Continuant dans son jeu d’intellectuel organique, il s’est attaqué directement à Célestin Monga, le traitant « d’activiste politique » lorsqu’il évoquait l’attitude du carriériste gouverneur de la région de l’Ouest qui a bondi de son siège pour interdire au haut cadre de la Banque mondiale et ami de toujours de Pius Njawé de dire l’oraison funèbre en la mémoire du disparu. Enfin s’agissant de Issa Tchiroma Bakary, invité de « Dimanche midi », il a félicité le gouverneur de l’Ouest (le contraire nous aurait surpris) qui selon lui, a géré avec « maestria » cette situation face à « des hommes politiques en mal de publicité ».
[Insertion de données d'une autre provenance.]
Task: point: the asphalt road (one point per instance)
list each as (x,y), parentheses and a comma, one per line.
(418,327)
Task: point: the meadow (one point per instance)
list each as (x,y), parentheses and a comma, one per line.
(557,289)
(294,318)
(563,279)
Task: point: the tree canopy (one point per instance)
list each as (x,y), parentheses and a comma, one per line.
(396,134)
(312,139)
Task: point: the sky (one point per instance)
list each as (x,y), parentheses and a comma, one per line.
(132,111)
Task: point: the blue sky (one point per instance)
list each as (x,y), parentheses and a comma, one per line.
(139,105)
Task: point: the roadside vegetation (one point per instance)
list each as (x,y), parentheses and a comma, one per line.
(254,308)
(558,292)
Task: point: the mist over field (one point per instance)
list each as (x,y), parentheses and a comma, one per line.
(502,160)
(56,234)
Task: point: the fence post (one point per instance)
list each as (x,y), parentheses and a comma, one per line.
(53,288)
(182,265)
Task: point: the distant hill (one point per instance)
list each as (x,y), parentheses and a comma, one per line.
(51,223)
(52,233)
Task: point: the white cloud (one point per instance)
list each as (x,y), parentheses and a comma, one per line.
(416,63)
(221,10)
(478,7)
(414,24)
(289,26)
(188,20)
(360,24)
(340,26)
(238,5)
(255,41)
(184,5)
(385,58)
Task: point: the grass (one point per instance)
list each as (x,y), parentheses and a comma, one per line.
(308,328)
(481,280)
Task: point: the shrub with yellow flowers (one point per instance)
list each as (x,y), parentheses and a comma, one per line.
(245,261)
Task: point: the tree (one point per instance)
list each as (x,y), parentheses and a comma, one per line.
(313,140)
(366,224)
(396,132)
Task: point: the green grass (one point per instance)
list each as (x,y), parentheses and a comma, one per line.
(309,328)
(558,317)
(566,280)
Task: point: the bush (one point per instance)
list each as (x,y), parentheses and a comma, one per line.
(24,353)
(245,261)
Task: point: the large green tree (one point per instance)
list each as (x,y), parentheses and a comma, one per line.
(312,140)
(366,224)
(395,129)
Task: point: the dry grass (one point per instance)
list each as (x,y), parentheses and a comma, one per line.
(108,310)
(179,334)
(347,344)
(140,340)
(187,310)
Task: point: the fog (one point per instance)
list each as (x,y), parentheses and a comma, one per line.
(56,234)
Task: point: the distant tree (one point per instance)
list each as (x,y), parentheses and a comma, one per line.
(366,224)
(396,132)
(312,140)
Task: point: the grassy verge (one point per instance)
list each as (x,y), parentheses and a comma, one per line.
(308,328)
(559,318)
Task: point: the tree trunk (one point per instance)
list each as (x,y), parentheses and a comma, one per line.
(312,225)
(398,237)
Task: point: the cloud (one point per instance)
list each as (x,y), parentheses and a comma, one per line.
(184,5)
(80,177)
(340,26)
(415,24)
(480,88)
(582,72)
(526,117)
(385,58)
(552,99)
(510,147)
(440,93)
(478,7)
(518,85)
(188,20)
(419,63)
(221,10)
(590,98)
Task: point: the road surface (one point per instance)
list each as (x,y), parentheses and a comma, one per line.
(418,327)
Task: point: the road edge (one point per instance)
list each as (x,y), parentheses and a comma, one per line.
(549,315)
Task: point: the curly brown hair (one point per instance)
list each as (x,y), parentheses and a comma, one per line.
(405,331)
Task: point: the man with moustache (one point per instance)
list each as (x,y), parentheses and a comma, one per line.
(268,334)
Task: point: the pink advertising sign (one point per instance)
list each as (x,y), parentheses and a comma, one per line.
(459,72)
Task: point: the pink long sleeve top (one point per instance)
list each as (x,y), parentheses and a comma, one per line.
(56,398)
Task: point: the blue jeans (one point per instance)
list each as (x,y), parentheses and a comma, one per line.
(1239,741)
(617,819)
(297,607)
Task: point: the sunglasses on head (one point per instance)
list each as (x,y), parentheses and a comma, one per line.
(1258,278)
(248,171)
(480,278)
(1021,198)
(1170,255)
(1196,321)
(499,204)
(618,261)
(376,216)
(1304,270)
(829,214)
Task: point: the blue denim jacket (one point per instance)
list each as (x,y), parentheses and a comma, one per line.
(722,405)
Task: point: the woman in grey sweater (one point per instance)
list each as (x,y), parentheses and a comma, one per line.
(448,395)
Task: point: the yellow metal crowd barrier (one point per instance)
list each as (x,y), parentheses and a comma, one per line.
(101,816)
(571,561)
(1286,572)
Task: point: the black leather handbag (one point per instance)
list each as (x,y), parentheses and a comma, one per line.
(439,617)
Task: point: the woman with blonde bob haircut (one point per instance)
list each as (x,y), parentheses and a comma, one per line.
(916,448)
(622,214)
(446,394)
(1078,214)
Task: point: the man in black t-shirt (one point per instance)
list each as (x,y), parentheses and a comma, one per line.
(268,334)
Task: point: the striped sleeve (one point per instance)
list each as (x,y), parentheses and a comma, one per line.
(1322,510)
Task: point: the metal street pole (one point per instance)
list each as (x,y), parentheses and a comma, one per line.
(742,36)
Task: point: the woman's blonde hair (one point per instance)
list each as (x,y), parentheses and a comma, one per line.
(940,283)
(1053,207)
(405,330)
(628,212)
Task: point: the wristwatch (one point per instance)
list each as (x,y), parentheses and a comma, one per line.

Que Jean François Mebenga, Félix Zogo, Issa Tchiroma et d’autres gens de leur espèce nous comprennent bien : ce qui s’est passé à Babouantou ce 7 aout 2010 à la fin des obsèques de Pius Njawé est absolument inacceptable. Répétons-le bien pour qu’ils le comprennent mieux : c’est inacceptable. car le samedi dernier, si nous écoutions nos passions, face à cette provocation et cet affront inacceptables, nous aurions pu légitimement chasser, même à coup de cailloux et de bâtons ce gouverneur de pacotille, que personne n’avait invité au deuil, et qui est venu troubler la mémoire de notre président. Mais par respect pour la famille, les élites de bonne volonté du Haut-Nkam, mais surtout les diverses personnalités qui avaient du respect et de l’amitié pour Pius Njawé, nous nous sommes abstenu ; préférant continuer notre deuil dans la méditation autour de sa dépouille.

Regrets

Que s’est-il passé à Babouantou ce 7 août 2010? Jean François Mebenga, Félix Zogo, Issa Tchiroma et ceux qui les ont envoyé s’agiter grossièrement dans les médias le week-end dernier, pour tant soit peu qu’ils furent honnêtes et lucides intellectuellement, auraient d’abord dû se poser cette question ; pour le simple fait qu’ils n’y étaient pas. Il se trouve que, depuis jeudi 5 août 2010, Le Messager a annoncé que l’oraison funèbre de Pius Njawé sera dite par son ami et compagnon Célestin Monga. Les obsèques du président de Free Média Group étaient organisées par un comité mis en place par la famille. Il s’agissait donc des obsèques privées. Avec l’accord dudit comité, la précision selon laquelle Célestin Monga clôture à travers l’oraison funèbre les interventions a été arrêté. D’où vient-il alors qu’une autorité (fut-elle gouverneur) qui s’est invité aux obsèques (en fait qui était en mission) se lève, et de manière autoritaire aille empêcher celui-là qui avait été désigné pour rendre l’ultime hommage à Pius Njawé de parler ? C’est inacceptable. Une telle attitude ne doit plus être tolérée.